From plant to product: one crop, eight industries.

Hemp's versatility spans many industries, offering renewable materials that reduce environmental impact without depleting forests or ecosystems. Hemp fiber can be recycled up to eight times — compared to about three for wood — resulting in a much longer useful life for the material.

Hemp plant parts

Every part of the plant has a market.

Hemp seeds, oil, hurd, fiber, and meal each feed a different downstream supply chain. That diversity is what makes hemp economically resilient: a single rotation can serve multiple end markets, and a single grower's harvest doesn't depend on any one buyer.

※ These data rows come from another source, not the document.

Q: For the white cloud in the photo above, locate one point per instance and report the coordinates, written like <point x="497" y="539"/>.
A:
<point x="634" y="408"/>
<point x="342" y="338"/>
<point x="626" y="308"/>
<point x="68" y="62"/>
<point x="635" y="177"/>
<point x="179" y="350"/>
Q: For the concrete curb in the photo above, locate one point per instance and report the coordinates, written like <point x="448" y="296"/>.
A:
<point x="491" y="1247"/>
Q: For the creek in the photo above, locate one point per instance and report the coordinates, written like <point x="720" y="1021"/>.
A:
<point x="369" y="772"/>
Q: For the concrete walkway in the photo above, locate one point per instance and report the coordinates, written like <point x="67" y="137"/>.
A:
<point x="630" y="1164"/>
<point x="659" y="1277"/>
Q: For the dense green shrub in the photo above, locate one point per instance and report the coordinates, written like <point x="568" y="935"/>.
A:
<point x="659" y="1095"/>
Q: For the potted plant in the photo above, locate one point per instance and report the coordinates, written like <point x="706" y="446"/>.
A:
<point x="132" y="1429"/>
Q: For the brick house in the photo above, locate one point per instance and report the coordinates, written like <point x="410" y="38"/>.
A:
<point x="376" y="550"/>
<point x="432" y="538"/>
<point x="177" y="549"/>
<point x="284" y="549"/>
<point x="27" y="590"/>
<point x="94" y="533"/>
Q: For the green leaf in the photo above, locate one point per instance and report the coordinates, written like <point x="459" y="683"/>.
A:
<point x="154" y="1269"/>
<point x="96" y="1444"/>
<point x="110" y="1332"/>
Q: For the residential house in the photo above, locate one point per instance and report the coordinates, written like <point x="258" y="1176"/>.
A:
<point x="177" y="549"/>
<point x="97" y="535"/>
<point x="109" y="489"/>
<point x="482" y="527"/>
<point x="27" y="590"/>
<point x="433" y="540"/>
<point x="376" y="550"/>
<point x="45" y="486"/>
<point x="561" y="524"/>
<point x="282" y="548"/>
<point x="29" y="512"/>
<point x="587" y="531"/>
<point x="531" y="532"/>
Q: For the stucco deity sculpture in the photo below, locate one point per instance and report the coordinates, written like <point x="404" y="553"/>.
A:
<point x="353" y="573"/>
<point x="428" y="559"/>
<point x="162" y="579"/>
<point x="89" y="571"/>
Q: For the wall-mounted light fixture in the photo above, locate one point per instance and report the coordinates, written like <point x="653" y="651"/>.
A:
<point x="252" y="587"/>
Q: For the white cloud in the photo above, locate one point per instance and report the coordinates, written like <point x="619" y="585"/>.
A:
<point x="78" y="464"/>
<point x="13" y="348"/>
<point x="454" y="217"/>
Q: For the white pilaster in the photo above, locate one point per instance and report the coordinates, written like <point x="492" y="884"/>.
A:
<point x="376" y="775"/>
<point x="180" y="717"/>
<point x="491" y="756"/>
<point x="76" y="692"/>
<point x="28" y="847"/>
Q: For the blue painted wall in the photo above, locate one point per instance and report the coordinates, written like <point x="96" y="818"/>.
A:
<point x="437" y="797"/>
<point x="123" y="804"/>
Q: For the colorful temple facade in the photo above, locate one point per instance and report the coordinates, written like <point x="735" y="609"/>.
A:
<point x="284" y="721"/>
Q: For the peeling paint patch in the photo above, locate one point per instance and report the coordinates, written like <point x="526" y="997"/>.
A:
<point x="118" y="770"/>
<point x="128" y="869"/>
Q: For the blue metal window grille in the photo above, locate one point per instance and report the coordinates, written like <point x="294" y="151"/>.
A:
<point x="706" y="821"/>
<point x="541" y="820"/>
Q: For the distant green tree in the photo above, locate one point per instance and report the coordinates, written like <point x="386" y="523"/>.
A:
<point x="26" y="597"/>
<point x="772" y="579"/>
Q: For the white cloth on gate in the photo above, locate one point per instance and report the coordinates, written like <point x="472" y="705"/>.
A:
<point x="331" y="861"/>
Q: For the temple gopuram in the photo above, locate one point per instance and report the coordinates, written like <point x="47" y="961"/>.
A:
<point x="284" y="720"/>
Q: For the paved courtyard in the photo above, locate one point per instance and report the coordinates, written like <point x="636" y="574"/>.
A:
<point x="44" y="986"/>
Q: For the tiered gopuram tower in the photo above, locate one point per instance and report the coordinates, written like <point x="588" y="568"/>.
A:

These hemp-derived solutions can reduce reliance on synthetic chemicals and support healthier fields and soils — the same crop that yields fiber for fabric or hurd for hempcrete also rebuilds the soil under it.

Wood

Hemp reaches maturity in months rather than decades. When engineered into solid materials, it matches the hardness of white oak.

Hempcrete & insulation

Lime + hemp hurd creates a carbon-negative building material with excellent thermal mass and breathability.

Paper & corrugated

One acre of hemp yields the fiber equivalent of 4-10 acres of timber, regrowing in a single season.

Textiles

Durable, breathable, and softer with each wash — used in everything from workwear to luxury fabrics.

Animal feed

Hemp meal is high in protein and omega-3s, with applications in poultry, livestock, and aquaculture.

Paint & coatings

Hemp seed oil substitutes for linseed in industrial coatings, with comparable durability and a lower carbon footprint.